Usar ChatGPT parece quase banal.
Escreves:
"Dá-me ideias para um jantar rápido."
Carregas Enter.
Dois segundos depois tens uma lista.
Mas o que aconteceu nesses dois segundos?
Não há uma pessoa do outro lado. Também não existe uma base de dados gigante onde o ChatGPT procura uma resposta já escrita.
O processo é bastante mais interessante.
Primeiro: a tua frase é transformada em números
Computadores não percebem palavras como nós.
Por isso, antes de a inteligência artificial conseguir trabalhar com a tua pergunta, o texto é dividido em pequenas unidades chamadas tokens.
Um token pode ser uma palavra, parte de uma palavra ou até um sinal de pontuação.
Por exemplo:
Hoje quero fazer massa.
pode ser dividido internamente em vários pequenos elementos.
Cada um é depois convertido numa representação matemática.
A partir daqui, a IA deixa de estar a trabalhar diretamente com letras. Está a trabalhar com números.
Depois entra o contexto
O modelo olha para aquilo que escreveste e para o contexto disponível na conversa.
Se anteriormente disseste:
"Sou vegetariano."
e depois perguntas:
"O que faço para jantar?"
essa informação pode influenciar a resposta.

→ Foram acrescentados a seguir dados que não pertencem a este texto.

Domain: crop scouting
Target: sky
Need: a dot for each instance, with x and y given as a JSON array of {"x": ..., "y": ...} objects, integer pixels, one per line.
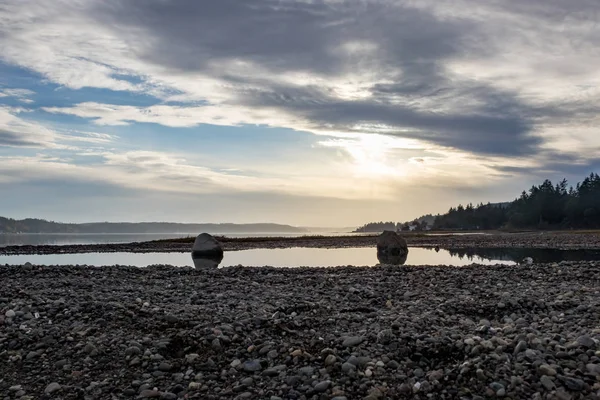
[{"x": 304, "y": 112}]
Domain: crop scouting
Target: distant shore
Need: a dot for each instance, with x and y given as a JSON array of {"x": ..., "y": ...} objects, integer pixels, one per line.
[{"x": 564, "y": 240}]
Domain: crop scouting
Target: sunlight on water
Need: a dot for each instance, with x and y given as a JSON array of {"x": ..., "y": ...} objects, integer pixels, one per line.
[{"x": 292, "y": 257}]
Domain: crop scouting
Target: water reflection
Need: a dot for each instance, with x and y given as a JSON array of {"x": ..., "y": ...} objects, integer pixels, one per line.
[
  {"x": 392, "y": 258},
  {"x": 207, "y": 262},
  {"x": 294, "y": 257}
]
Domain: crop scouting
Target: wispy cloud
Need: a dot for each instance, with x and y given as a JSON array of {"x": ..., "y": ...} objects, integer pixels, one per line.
[{"x": 444, "y": 94}]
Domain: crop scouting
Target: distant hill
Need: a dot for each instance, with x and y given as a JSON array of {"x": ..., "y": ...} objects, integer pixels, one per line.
[{"x": 32, "y": 225}]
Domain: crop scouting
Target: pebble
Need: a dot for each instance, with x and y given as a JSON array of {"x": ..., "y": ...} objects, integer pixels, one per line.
[
  {"x": 545, "y": 369},
  {"x": 547, "y": 382},
  {"x": 352, "y": 341},
  {"x": 278, "y": 340},
  {"x": 51, "y": 388},
  {"x": 322, "y": 386},
  {"x": 252, "y": 366}
]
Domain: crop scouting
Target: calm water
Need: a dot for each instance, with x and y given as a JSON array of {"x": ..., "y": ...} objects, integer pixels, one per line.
[
  {"x": 292, "y": 257},
  {"x": 95, "y": 238}
]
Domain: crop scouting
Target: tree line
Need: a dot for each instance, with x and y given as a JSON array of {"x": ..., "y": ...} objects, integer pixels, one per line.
[{"x": 546, "y": 206}]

É por isso que uma conversa com IA consegue parecer contínua.
Não significa necessariamente que a IA tenha uma memória humana sobre ti. Significa que está a receber determinado contexto juntamente com a nova pergunta.
A seguir começa a previsão
Esta é provavelmente a parte mais importante.

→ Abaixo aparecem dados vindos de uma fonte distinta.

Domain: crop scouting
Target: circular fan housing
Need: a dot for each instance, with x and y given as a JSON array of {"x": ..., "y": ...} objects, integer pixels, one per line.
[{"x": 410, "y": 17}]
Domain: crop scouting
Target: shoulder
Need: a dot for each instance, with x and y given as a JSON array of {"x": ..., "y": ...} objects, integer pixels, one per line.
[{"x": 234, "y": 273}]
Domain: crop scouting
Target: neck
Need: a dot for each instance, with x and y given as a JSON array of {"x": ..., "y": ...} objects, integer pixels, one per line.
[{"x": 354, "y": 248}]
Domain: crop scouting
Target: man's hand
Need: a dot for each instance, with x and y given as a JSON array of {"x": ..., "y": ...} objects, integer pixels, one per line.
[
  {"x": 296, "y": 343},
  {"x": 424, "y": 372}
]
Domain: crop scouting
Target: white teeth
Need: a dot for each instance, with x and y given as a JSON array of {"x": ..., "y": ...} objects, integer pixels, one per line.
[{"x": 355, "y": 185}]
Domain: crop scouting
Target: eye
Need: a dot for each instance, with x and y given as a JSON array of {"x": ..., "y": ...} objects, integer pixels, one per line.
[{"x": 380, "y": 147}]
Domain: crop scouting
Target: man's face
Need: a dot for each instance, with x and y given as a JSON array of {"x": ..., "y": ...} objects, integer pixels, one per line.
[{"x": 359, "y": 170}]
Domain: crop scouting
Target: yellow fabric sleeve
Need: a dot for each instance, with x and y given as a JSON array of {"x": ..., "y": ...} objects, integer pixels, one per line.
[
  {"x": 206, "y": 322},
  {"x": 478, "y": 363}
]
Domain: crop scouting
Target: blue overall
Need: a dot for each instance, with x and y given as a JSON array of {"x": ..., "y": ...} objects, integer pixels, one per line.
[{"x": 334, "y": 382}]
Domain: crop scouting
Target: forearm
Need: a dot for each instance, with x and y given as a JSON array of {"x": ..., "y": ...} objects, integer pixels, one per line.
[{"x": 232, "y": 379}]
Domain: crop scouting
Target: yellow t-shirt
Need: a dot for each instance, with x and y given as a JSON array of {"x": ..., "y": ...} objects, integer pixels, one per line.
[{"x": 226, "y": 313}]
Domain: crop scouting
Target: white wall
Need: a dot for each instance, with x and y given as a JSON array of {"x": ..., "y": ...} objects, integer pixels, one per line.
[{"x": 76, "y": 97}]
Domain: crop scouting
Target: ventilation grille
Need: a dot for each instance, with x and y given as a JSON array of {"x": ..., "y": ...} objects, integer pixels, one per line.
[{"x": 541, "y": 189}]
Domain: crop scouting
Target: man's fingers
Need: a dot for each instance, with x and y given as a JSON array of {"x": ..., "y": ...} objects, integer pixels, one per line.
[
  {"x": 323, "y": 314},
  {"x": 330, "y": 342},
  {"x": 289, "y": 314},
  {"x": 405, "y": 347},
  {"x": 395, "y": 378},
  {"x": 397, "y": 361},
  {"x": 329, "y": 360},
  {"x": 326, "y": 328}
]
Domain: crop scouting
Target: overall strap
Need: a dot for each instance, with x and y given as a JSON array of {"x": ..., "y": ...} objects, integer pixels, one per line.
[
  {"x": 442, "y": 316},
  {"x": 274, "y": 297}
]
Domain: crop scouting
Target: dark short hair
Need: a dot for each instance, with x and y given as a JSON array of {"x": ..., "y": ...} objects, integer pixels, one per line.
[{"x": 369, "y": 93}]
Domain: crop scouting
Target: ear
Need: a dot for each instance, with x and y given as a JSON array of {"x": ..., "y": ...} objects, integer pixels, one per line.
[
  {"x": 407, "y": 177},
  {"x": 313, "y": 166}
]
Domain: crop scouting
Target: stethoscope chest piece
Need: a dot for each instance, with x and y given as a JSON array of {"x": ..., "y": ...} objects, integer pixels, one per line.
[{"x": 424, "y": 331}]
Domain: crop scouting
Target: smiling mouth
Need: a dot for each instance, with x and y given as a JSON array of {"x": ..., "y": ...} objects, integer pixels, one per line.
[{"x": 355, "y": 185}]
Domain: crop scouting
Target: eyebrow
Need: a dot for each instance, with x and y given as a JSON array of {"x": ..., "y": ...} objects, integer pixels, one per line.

Um modelo como o ChatGPT gera texto prevendo o que deve aparecer a seguir.
Simplificando muito:
"A capital de Portugal é..."
é muito provável que seja seguido por:
"Lisboa".
Mas a IA faz isto numa escala gigantesca.

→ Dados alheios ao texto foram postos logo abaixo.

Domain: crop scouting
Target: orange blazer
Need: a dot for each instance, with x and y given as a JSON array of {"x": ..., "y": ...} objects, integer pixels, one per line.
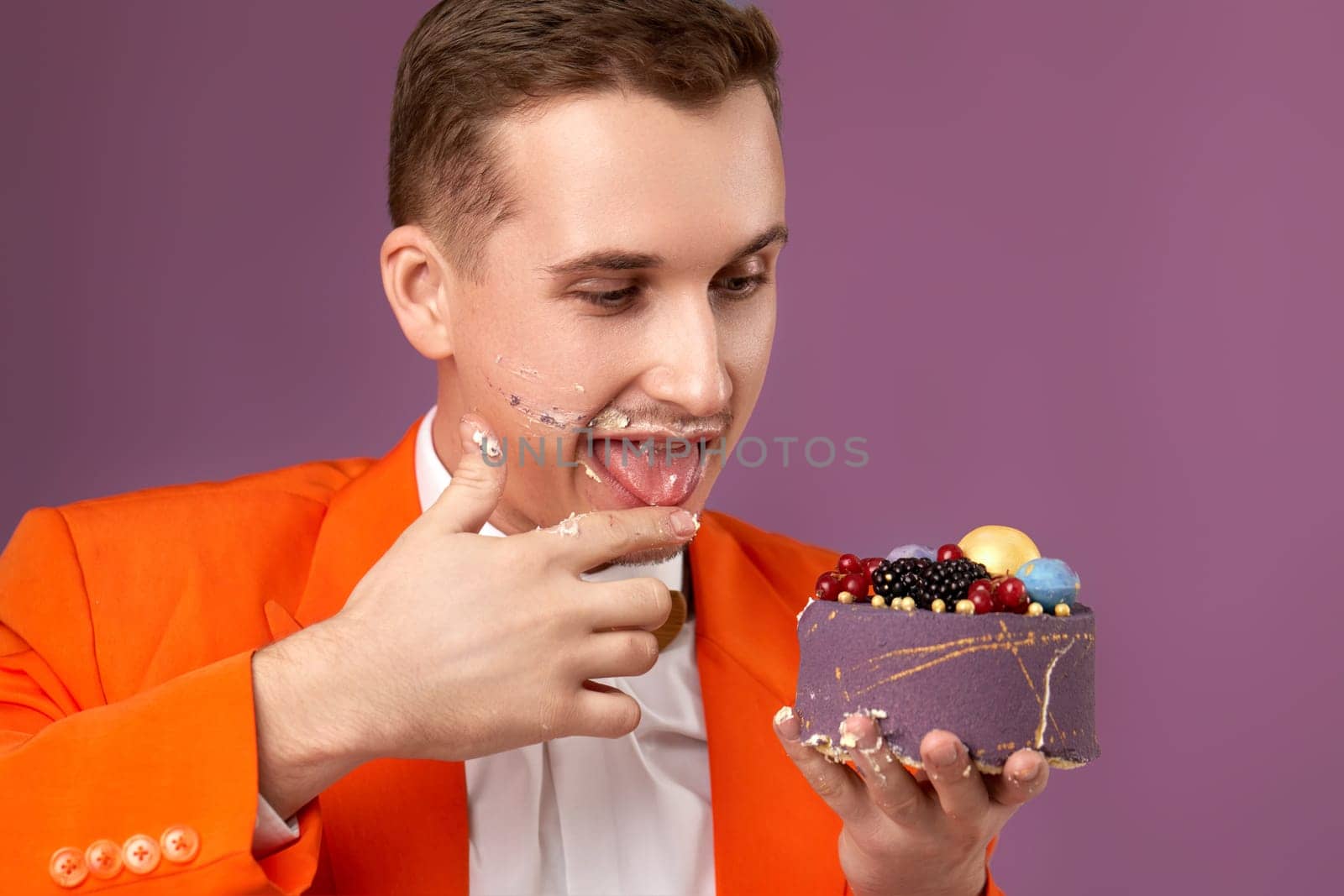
[{"x": 128, "y": 752}]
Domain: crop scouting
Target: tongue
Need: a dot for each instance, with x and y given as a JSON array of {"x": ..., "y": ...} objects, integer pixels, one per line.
[{"x": 651, "y": 476}]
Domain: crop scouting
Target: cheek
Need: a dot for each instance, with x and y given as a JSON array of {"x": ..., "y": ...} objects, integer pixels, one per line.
[{"x": 746, "y": 338}]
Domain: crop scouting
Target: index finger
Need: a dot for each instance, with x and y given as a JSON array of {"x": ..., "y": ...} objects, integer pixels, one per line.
[{"x": 601, "y": 537}]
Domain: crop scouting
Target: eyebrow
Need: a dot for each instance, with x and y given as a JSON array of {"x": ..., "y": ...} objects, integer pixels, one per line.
[{"x": 622, "y": 259}]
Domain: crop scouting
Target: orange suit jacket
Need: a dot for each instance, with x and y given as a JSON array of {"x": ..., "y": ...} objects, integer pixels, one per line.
[{"x": 127, "y": 631}]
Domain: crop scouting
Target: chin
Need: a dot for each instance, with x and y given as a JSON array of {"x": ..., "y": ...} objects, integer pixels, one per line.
[{"x": 648, "y": 555}]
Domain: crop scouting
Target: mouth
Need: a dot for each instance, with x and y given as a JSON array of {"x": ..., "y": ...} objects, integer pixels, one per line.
[{"x": 654, "y": 468}]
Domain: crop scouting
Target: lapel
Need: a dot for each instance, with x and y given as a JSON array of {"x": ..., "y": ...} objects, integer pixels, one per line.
[
  {"x": 402, "y": 825},
  {"x": 772, "y": 833}
]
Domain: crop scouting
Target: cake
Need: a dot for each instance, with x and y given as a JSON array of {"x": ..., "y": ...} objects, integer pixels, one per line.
[{"x": 984, "y": 638}]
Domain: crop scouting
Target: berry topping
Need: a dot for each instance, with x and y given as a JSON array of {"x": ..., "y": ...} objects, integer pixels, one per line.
[
  {"x": 857, "y": 584},
  {"x": 1011, "y": 594},
  {"x": 981, "y": 586},
  {"x": 951, "y": 553},
  {"x": 828, "y": 586},
  {"x": 848, "y": 563}
]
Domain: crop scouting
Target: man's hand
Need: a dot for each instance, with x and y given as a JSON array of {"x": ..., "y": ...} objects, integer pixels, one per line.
[
  {"x": 457, "y": 645},
  {"x": 921, "y": 835}
]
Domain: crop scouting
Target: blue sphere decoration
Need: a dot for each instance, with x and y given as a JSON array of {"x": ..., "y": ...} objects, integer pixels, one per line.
[
  {"x": 911, "y": 551},
  {"x": 1048, "y": 582}
]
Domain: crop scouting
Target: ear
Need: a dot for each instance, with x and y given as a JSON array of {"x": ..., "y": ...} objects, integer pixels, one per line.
[{"x": 418, "y": 284}]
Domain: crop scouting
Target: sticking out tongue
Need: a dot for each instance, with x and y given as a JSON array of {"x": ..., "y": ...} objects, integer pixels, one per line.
[{"x": 649, "y": 474}]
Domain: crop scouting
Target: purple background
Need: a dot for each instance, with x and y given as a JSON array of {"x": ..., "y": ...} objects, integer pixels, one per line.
[{"x": 1068, "y": 266}]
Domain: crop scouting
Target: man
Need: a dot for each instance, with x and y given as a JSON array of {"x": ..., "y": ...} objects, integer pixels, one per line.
[{"x": 338, "y": 678}]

Para cada pequeno pedaço da resposta, calcula quais são as continuações mais prováveis tendo em conta tudo o que veio antes.
Escolhe uma.
Depois repete.
E repete.
E repete.
É assim que aparece uma frase inteira.
Então a IA só está a completar frases?
Sim.
E também não.
Dizer que um modelo de linguagem "só prevê a próxima palavra" é tecnicamente útil, mas pode ser enganador.
É como dizer que um computador "só movimenta eletrões".
É verdade, mas não explica tudo o que emerge desse processo.
Para conseguir prever texto muito bem, o modelo acaba por aprender relações entre conceitos, estilos de escrita, idiomas, estruturas lógicas, programação, matemática e enormes quantidades de padrões existentes na linguagem humana.
É isso que lhe permite responder a perguntas que nunca viu exatamente daquela forma.
A IA vai pesquisar a resposta à Internet?
Nem sempre.
Há uma diferença importante entre:
- responder usando o conhecimento do próprio modelo;
- pesquisar informação externa;
- utilizar ferramentas;
- consultar documentos que lhe forneceste.
Um modelo pode responder sem fazer qualquer pesquisa naquele momento.
E aqui nasce um dos seus maiores problemas.
Pode produzir uma resposta perfeitamente convincente... que está errada.
Porque responde com tanta confiança quando não sabe?
Porque o mecanismo base não é:
"Sei isto?"
É mais parecido com:
"Que sequência de texto faz mais sentido aqui?"
Por isso, fluência e verdade não são a mesma coisa.
Um texto pode parecer excelente e conter informação falsa.
É também por isso que vale a pena confirmar informação quando estão em causa saúde, dinheiro, legislação, notícias ou decisões importantes.
O mais curioso
Quando escreves uma pergunta à IA, ela não recebe exatamente aquilo que tu vês no ecrã.
Há normalmente outras instruções, contexto, configurações e mecanismos envolvidos.
A tua pergunta é apenas uma parte daquilo que o modelo usa para construir a resposta.
A forma mais simples de pensar num chatbot moderno é esta:
não é um Google que fala contigo e não é uma pessoa digital.
É um sistema extremamente sofisticado de interpretação de contexto e geração de informação.
E perceber esta diferença ajuda bastante a usá-lo melhor.